Monday 20 February 2017

Books of 2016

1. Neal Stephenson - Seveneves - Multitude of characters  travelling through space to escape a catastrophe on Earth, with plot spread across millennia, is what the best space operas are about.

2. Brandon Sanderson - Shadows of Self; The Emperor's Soul; The Way of Kings Part I & II;Words of Radiance - Quickly, go read Sanderson's books, he's a rare fantasy author who writes faster than you can read.

3. Amanda Downum - Dreams of Shreds and Tatters - Sometimes I pick books for their titles. Sometimes it turns out to be a great choice. 

4. William Gibson - The Peripheral - I'll borrow this spot on description from Wikipedia's review "Like many Gibson books, The Peripheral is basically a noirish murder mystery wearing a cyberpunk leather jacket (...)"

5. Ken MacLeod - Descent - There's not many science fiction books set in Scotland, forget trainspottings and such, we need more Scottish sf like this one.

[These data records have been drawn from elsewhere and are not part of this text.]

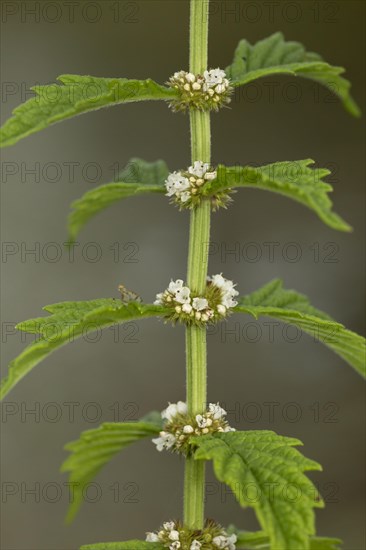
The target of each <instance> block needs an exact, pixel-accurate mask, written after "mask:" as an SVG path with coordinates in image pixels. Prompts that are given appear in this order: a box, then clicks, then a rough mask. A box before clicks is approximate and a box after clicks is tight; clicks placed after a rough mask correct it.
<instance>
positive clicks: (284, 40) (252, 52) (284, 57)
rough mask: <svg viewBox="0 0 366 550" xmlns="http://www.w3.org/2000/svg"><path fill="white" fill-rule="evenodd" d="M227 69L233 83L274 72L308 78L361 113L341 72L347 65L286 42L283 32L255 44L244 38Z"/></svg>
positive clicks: (226, 71)
mask: <svg viewBox="0 0 366 550" xmlns="http://www.w3.org/2000/svg"><path fill="white" fill-rule="evenodd" d="M225 70H226V74H227V75H228V77H229V78H231V79H232V85H233V86H242V85H243V84H248V83H249V82H252V81H253V80H256V79H257V78H261V77H264V76H271V75H274V74H290V75H294V76H302V77H304V78H309V79H311V80H315V81H316V82H318V83H319V84H322V85H324V86H326V87H327V88H328V89H329V90H330V91H331V92H332V93H334V94H336V95H337V96H338V97H339V98H340V100H341V101H342V102H343V105H344V107H345V109H346V110H347V111H348V112H349V113H350V114H351V115H353V116H360V114H361V111H360V109H359V107H358V105H357V104H356V102H355V101H354V100H353V98H352V97H351V95H350V88H351V84H350V82H349V81H348V80H346V79H345V78H343V77H342V76H341V75H342V74H343V73H344V71H345V69H344V68H343V67H334V66H333V65H329V64H328V63H326V62H325V61H323V59H322V57H321V56H320V55H319V54H316V53H313V52H307V51H306V50H305V48H304V46H303V45H302V44H300V43H299V42H286V41H285V40H284V37H283V34H282V33H280V32H277V33H275V34H272V35H271V36H269V37H268V38H265V39H264V40H260V41H259V42H257V43H256V44H254V46H252V45H251V44H250V43H249V42H248V41H247V40H241V41H240V42H239V44H238V47H237V48H236V50H235V54H234V59H233V62H232V64H231V65H229V67H227V68H226V69H225Z"/></svg>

6. Ian Tregillis - The Mechanical; The Rising - French and Dutch empires fighting for domination on American soil, questions about free will and adventures of Clockwork servants. 

7. Jim Butcher - The Aeronaut's Windlass - Humanity living on Spires, miles about mist shrouded ground, monsters, flying ships and air pirates.

8. Nina Allan - The Race - An eerily plausible dystopia set in UK, with genetically improved racing dogs playing a large part.

9. Andrew Greig - Fair Helen - who would have thought that a retelling of the Border Ballad Fair Helen of Kirkconnel Lea could be so captivating?

10. David Barnett - Gideon Smith and the Brass Dragon & Gideon Smith and the Mask of the Ripper - More Steampunk! I seem to be slightly biased towards it - these are books 2 and 3 in the series and you find in them what it says on the cover and much more.

11. Jack Vance - The World-Thinker and Other Stories - Classic American sf. Just read them.

12. China Mieville - Embassytown - Embassytown is a city on an alien planet, where alien Hosts communicate using two mouths and so the only way to speak to them is via pairs of genetically engineered identical twins. And there's much more creative fireworks from a man whose books made 'New Weird' genre popular.